The root of the problem lies in society, not in the arts. In countries like China, South Korea and Japan the arts are honoured because they are intangible assets.. In ancient China, peasants might not be able to read, but they knew that the pursuit of knowledge was worthwhile. The arts cannot be valued in simple terms of mass appeal. They represent the ideals and dreams that drive civilization. Of course terrible things happen, even in civilized societies. A society that derides culture descends into barbarism. Goebbels (who invented modern mass media) supposedly said, "When I hear the word Kultur, I reach for my gun".
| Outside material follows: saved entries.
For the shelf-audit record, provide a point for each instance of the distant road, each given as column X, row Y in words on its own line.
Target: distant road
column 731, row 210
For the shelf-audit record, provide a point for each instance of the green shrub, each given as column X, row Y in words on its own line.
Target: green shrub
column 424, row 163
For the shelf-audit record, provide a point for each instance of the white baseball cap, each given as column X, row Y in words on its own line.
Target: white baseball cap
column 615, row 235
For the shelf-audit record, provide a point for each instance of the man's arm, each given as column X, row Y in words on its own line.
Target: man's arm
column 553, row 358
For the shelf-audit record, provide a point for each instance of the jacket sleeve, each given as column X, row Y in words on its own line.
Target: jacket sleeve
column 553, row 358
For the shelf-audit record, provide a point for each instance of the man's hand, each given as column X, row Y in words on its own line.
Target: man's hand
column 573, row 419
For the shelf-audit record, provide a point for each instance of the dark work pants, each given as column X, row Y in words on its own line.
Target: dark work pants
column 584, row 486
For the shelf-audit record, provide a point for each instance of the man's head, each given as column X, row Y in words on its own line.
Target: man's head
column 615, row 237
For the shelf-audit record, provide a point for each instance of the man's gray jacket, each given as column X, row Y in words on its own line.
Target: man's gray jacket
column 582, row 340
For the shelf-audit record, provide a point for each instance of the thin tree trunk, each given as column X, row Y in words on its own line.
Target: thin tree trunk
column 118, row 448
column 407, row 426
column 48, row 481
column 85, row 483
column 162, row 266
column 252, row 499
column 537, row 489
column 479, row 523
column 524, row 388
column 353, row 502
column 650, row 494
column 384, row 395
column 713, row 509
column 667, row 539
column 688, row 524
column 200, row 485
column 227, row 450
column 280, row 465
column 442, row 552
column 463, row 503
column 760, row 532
Unfortunately we do live in a world where people are judged by the colour of their skin and by how much money they have to spend. It's hard enough to break past barriers like that without having to deal with white middle class assumptions of superiority. All people have the potential to make something of their lives whichever way they want to. There's no reason why ethnic minorities or people without money (not necessarily the same thing) shouldn't listen to classical music. But neither should they "have" to.  Everyone in Britain is part of a wider artistic culture, since the western classical music tradition reaches the world over. In hard-headed business terms. supporting that tradition is good for Britain, and for Britons whoever they are.